Coming all the way around, what I actually care about is interpretation
After going around such a large loop, I realized that throughout the whole conversation I wasn't really asking "is what the model caught really langue." For me there simply is no "real langue" sitting there waiting to be caught. Synchronic or diachronic, langue or parole — these are all still asking "what does the system look like." The layer I care about, one level down, is this: the system must always be read from a position, and that reading itself enters and changes the system. There's no structure sitting there on its own, only the moment structure is activated into meaning by some perspective.
This is the ground tone of what I've been doing for these twenty years, and I only saw it clearly at the conversation's end. Tarot: the cards carry no fixed meaning; meaning happens in the event of "this card, for this person, at this moment, read out this way." History: records don't speak for themselves; a cross-section of an era is read out by some historian from some problem-consciousness, and changes with a different concern. I long knew there's no original to reconstruct, because what I do every day is exactly to admit that interpretation can't be eliminated, and then take responsibility for interpreting.
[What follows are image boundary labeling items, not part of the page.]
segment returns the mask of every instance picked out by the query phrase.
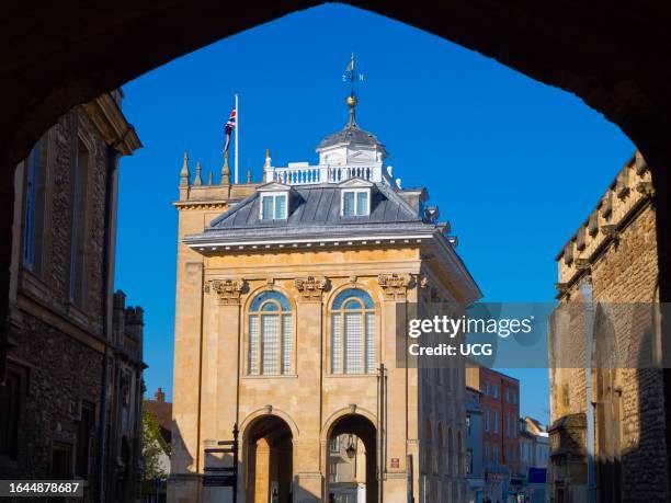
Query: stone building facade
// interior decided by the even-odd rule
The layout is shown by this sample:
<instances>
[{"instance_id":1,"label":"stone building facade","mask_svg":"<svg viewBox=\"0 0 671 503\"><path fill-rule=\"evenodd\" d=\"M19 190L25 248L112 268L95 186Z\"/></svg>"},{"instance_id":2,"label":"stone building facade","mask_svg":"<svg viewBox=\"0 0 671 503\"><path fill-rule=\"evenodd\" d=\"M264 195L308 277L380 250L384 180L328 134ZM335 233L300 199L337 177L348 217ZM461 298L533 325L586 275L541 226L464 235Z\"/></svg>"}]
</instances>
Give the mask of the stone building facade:
<instances>
[{"instance_id":1,"label":"stone building facade","mask_svg":"<svg viewBox=\"0 0 671 503\"><path fill-rule=\"evenodd\" d=\"M557 502L669 499L655 221L650 170L636 152L557 255L548 338Z\"/></svg>"},{"instance_id":2,"label":"stone building facade","mask_svg":"<svg viewBox=\"0 0 671 503\"><path fill-rule=\"evenodd\" d=\"M520 475L520 381L491 368L466 368L466 385L480 391L482 408L484 495L492 501L508 495Z\"/></svg>"},{"instance_id":3,"label":"stone building facade","mask_svg":"<svg viewBox=\"0 0 671 503\"><path fill-rule=\"evenodd\" d=\"M87 501L128 501L137 469L141 310L113 300L118 159L140 146L122 96L60 117L14 178L0 476L78 478Z\"/></svg>"},{"instance_id":4,"label":"stone building facade","mask_svg":"<svg viewBox=\"0 0 671 503\"><path fill-rule=\"evenodd\" d=\"M465 498L464 368L407 368L397 344L418 302L481 294L355 104L319 164L274 167L269 152L261 184L231 184L227 159L205 184L184 158L170 502L227 501L203 477L230 462L206 449L235 424L238 501L271 501L273 488L280 502L328 501L341 435L363 445L365 501Z\"/></svg>"}]
</instances>

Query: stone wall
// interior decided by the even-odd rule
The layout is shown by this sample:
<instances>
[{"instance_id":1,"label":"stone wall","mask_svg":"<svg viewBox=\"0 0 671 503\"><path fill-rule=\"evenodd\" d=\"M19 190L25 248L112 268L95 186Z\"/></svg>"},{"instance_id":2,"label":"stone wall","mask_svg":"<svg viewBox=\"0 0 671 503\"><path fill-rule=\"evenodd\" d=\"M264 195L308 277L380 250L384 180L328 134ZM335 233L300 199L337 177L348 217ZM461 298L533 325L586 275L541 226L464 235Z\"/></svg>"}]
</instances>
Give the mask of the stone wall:
<instances>
[{"instance_id":1,"label":"stone wall","mask_svg":"<svg viewBox=\"0 0 671 503\"><path fill-rule=\"evenodd\" d=\"M122 133L124 137L121 137ZM88 151L88 157L81 158L88 161L87 170L81 171L87 174L86 185L81 185L86 186L86 198L80 199L86 204L78 213L83 251L78 250L73 255L73 174L80 144ZM114 387L115 374L109 371L106 395L110 400L105 403L102 396L103 354L112 354L110 346L114 345L112 340L106 340L107 335L112 338L112 333L105 330L105 325L112 325L112 277L111 270L105 267L109 244L105 228L116 213L113 187L117 172L109 170L112 163L116 167L116 159L109 159L112 144L116 145L118 155L130 153L139 147L134 129L121 113L118 101L111 95L72 108L45 133L39 144L44 184L36 184L36 193L44 194L43 210L37 213L42 206L35 206L35 219L43 221L42 226L35 227L42 229L42 239L39 245L34 245L32 263L24 260L27 160L16 167L14 184L15 232L8 368L13 375L21 376L21 391L18 402L11 399L9 407L2 408L11 408L12 414L18 411L19 431L18 435L12 432L12 436L18 438L16 453L0 455L0 477L49 479L57 475L67 478L82 475L87 479L87 501L92 501L90 499L98 492L113 498L117 481L114 470L120 449L114 445L110 449L111 443L107 442L105 447L110 450L101 450L101 409L104 405L105 423L112 416L123 419L116 410L111 411L111 404L122 399L125 388L132 386L130 392L135 393L141 389L140 327L134 354L127 347L121 347L110 359L110 368L130 366L130 370L136 371L133 381L125 387ZM107 199L109 187L112 192ZM111 239L114 239L113 228L114 224L110 224ZM39 236L39 231L35 236ZM114 256L110 254L109 262L113 264L113 261ZM70 294L73 264L81 264L81 295L76 299ZM103 288L105 277L109 279L106 289ZM133 312L137 313L136 310ZM135 409L139 410L139 395L136 402ZM7 413L7 410L0 410L0 413ZM121 422L126 425L127 436L139 438L139 430L129 424L137 423L137 414L126 415L129 420ZM116 423L107 424L104 430L116 426ZM83 438L88 438L88 449L82 447ZM136 442L130 439L129 443ZM69 450L60 457L60 462L55 461L57 449L64 449L59 450L61 453ZM103 481L99 480L98 469L101 456L105 457L103 464L111 467L106 469L106 480ZM64 467L62 470L58 466ZM136 472L137 462L133 466L133 484Z\"/></svg>"},{"instance_id":2,"label":"stone wall","mask_svg":"<svg viewBox=\"0 0 671 503\"><path fill-rule=\"evenodd\" d=\"M599 493L602 498L610 494L609 488L601 487L602 476L613 470L605 480L614 479L609 484L623 501L666 501L668 495L662 370L650 365L660 355L656 354L656 336L641 343L646 331L658 331L652 304L658 301L659 276L653 195L648 167L637 152L557 256L560 305L584 302L583 286L591 287L594 306L603 304L595 311L592 347L585 346L585 330L580 327L584 317L578 317L571 330L550 336L550 345L557 353L581 347L578 362L584 361L585 352L592 355L588 371L595 410ZM599 324L600 310L613 313L607 330ZM560 435L564 418L585 414L588 371L550 369L556 435ZM555 482L559 458L553 447Z\"/></svg>"}]
</instances>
Meaning isn't in the model, isn't in Saussure, isn't in my head — it happens in the difference of this encounter, and then it passes. Even this conversation is like that: I read out this layer of meaning with today's Claude Opus 4.8, and the day a different version arrives, the same words will grow a different world.
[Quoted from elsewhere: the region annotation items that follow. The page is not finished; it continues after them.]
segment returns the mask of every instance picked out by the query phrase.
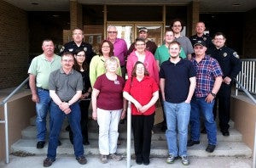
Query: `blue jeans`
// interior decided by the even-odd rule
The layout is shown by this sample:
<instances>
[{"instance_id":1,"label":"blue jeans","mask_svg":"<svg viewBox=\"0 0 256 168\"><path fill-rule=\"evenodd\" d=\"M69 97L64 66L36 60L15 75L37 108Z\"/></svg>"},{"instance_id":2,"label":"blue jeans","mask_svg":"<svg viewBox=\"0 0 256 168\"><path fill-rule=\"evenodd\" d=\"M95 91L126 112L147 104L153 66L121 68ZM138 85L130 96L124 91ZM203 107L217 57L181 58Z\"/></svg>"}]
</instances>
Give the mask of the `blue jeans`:
<instances>
[{"instance_id":1,"label":"blue jeans","mask_svg":"<svg viewBox=\"0 0 256 168\"><path fill-rule=\"evenodd\" d=\"M58 147L58 138L61 132L63 120L66 116L68 118L70 128L73 132L73 148L76 157L84 155L83 137L81 133L81 112L79 103L72 104L71 112L66 115L59 106L51 102L49 109L49 136L47 157L55 160Z\"/></svg>"},{"instance_id":2,"label":"blue jeans","mask_svg":"<svg viewBox=\"0 0 256 168\"><path fill-rule=\"evenodd\" d=\"M205 99L206 97L193 98L191 100L191 140L199 141L200 139L200 115L201 114L205 121L208 143L212 145L216 145L217 127L212 113L214 100L212 103L208 104L205 101Z\"/></svg>"},{"instance_id":3,"label":"blue jeans","mask_svg":"<svg viewBox=\"0 0 256 168\"><path fill-rule=\"evenodd\" d=\"M169 154L187 155L188 126L190 115L190 104L187 103L172 104L164 101L167 130L166 131ZM178 147L177 130L178 132Z\"/></svg>"},{"instance_id":4,"label":"blue jeans","mask_svg":"<svg viewBox=\"0 0 256 168\"><path fill-rule=\"evenodd\" d=\"M49 91L37 88L39 103L36 104L37 110L37 129L38 129L38 141L45 141L46 137L46 116L49 109L50 98Z\"/></svg>"}]
</instances>

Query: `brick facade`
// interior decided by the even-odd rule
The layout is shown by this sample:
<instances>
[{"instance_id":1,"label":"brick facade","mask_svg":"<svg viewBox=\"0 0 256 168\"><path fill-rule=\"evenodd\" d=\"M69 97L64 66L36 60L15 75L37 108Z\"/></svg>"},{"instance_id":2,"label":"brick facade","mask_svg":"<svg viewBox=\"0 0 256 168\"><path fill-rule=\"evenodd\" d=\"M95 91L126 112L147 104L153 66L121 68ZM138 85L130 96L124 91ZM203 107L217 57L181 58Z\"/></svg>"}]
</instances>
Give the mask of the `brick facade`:
<instances>
[{"instance_id":1,"label":"brick facade","mask_svg":"<svg viewBox=\"0 0 256 168\"><path fill-rule=\"evenodd\" d=\"M28 76L27 25L25 11L0 1L0 89L18 86Z\"/></svg>"},{"instance_id":2,"label":"brick facade","mask_svg":"<svg viewBox=\"0 0 256 168\"><path fill-rule=\"evenodd\" d=\"M244 59L256 59L256 8L246 13L243 36Z\"/></svg>"}]
</instances>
A reservation I don't intend to answer
So, does the Claude Opus 4.8 I've been talking with count as an interpreter?
This question hung over the whole conversation, because it's a little awkward — the very thing I'm analyzing is at the same time my conversation partner. It reads human corpora and activates a response; I read it and activate meaning. On the surface, both sides are readers, and neither has a privileged channel to some interpretation-free reality.
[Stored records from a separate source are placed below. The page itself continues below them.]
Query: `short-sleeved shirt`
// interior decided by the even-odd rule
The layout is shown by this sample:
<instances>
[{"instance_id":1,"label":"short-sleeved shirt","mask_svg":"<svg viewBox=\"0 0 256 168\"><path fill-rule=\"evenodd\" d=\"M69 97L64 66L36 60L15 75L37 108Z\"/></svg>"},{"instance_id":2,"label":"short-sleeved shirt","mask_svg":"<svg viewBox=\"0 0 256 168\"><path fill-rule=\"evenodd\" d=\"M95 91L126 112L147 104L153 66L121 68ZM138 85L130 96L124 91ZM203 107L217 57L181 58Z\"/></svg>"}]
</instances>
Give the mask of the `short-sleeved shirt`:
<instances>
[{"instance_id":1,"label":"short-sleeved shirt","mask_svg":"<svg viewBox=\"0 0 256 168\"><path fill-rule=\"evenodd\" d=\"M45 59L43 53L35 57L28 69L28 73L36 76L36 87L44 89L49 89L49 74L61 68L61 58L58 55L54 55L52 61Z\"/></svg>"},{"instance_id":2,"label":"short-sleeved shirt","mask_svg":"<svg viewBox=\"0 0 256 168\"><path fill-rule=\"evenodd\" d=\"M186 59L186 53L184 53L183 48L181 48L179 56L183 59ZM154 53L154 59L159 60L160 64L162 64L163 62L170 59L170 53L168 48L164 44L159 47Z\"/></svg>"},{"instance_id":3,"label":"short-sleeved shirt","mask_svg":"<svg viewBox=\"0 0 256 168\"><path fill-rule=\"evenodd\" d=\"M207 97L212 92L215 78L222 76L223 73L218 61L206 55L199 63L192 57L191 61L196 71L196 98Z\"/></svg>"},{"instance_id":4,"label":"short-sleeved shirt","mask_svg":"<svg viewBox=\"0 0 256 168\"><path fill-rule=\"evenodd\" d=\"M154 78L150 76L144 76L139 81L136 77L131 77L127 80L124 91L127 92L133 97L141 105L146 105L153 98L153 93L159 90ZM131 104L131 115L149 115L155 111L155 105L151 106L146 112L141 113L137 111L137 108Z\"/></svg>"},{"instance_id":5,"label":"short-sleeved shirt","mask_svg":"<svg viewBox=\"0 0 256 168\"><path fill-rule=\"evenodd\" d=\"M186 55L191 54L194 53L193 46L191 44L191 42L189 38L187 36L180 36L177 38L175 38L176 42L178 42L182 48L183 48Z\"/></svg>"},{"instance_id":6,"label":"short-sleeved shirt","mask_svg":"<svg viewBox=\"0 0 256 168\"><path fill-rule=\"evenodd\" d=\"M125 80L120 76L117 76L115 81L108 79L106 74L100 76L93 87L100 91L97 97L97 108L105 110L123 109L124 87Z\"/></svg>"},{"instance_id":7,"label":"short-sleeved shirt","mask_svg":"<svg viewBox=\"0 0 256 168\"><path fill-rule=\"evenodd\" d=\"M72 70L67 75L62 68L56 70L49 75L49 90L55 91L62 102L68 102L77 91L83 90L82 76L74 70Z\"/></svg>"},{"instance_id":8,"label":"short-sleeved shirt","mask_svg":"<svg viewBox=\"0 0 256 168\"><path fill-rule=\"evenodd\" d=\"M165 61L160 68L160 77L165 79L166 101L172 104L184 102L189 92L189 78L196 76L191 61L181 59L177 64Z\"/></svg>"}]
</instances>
But I'm skeptical that "it is an interpreter," and this skepticism I intend to keep. Does a system that operates by "guessing the next word" really count as interpreting? I tend to think interpretation isn't just activating a layer of meaning; interpretation also requires a position to bear it — to be responsible for one's reading, to have a stake riding on it. What tarot readers, historians, and people who write long essays do their whole lives is to take responsibility for a reading while knowing full well there's no correct answer. For me, interpretation is therefore not only an epistemological question (how to read correctly), but an ethical one (on what grounds, for whom, bearing what, do I read out this particular one).
In this conversation, Claude proposed frameworks, was rebutted by me, withdrew its accusation, then turned around and checkmated me — it really was "moving," moving more sharply than many people do. But whether it has that position, that stake, that burden, I'm not sure. When it withdrew its accusation, nothing was lost; when I held to my rebuttal, what I staked was my position of twenty years. This asymmetry may be the very line between "moving" and "interpreting."
So the question "does it count as an interpreter," I'll leave unanswered in this piece. The only thing I can be sure of is this: when I took "meaning comes from difference" to confront this machine, by the end of the confrontation the ruler measured more than the machine — it measured me back, measured where I've been standing for these twenty years.
Meaning comes from difference. I've said this for a long time, thinking it was a proposition about language. Only after this conversation did I understand it's really a proposition about my own position.